5 practical ways to help your team learn effectively from failure | ideas from the blog | azesta

It is so important that failures are learnt from, and yet in the UK workplace, many people do their best to sweep failures firmly under the carpet. This leads to fudging results, rolling out projects that don’t actually have the intended impact and a lack of innovation. It might also lead to unreasonable levels of risk if we look at the banking crisis of 2007 as an example!

 
learning from failure graphic | ideas from the blog | azesta
 

I believe that in part, this is because our education has trained us to believe there is only one right answer. That the way to get on in life is to avoid making mistakes, when in actual fact errors makes us human and leads to curiosity and massive steps forward in innovation.

Most learning happens on the job when we reflect on both things that go well and things that don’t and apply that learning to future situations. If we want people to learn in our organisations and share that learning with others, then we need to create and environment where people are not attached to their ‘rightness’, where it’s OK to admit mistakes, failure and that we have got it wrong. Only then is the organisation able to progress and to innovate effectively. The benefits of making use of trial and error, prototyping and piloting are enormous.

So, we’re all aware that a blame culture is the enemy of learning from failure and mistakes, but what exactly can you do to create an environment which maximises learning from failure?

1. Help people feel comfortable about being wrong. Have rounds in team meetings where people share something they were wrong about this week or a mistake they have made that they have learned from and encourage them to explain how they think this could help others. Do balance this with successes and encourage learning from those too!

2. Encourage a reflective culture in your team. Role model and encourage thinking and reflect on the day, the week, the month, the project and drawing learning from it and sharing that. Give all your team members a reflective learning journal and show them yours.

3. Build trial and error or piloting into everything you do. People rarely happen upon the best answer the first time. Make it a standard part of the way your team operates that ideas are tested out in small way and the results examined before they are rolled out into a major project.

4. Put processes into place that surface learning from failure. Within your team, this could be project retrospectives and before and after action learning reviews along with ‘post portems’ to draw lessons from larger failings.
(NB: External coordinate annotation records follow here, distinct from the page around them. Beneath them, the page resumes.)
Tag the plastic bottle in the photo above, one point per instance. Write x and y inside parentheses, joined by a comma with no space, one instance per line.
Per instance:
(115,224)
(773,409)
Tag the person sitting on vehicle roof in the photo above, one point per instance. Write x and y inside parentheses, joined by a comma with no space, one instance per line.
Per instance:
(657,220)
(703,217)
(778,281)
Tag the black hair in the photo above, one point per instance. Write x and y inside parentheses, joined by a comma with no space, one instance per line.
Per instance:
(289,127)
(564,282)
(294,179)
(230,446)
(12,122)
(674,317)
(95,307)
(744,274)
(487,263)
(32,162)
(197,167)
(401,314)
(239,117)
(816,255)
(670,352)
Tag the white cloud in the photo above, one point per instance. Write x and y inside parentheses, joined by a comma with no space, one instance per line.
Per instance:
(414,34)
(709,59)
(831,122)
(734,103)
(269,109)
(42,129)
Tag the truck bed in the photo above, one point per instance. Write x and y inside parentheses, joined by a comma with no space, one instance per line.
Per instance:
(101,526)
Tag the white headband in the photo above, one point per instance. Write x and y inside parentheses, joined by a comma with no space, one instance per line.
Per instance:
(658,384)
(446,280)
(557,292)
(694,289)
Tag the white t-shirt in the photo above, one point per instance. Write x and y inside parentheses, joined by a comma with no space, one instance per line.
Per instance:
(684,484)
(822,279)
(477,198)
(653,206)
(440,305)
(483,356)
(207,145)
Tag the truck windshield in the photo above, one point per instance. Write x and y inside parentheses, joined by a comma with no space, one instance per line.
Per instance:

If you can get the whole organisation to share your approaches, you might broaden this out to include fast, fun, informal peer-to-peer events with presentations and high audience participation that examine failures and wide-scale ‘dare to share’* events.

5. When things do go wrong, congratulate people for having a go and for the intentions behind whatever they did. If it’s not obvious where the error came from, don’t try and find out! Instead focus on what can be learned from the error, what conclusions and guidance for the future can be drawn rather than whose fault it was. Make concrete plans to put the new learning into practice.

To lift your team’s odds of winning, you need to lift the number of mistakes they make and your potential to learn effectively from them.

* Terminology from some of the processes that The World Bank Group have out into place.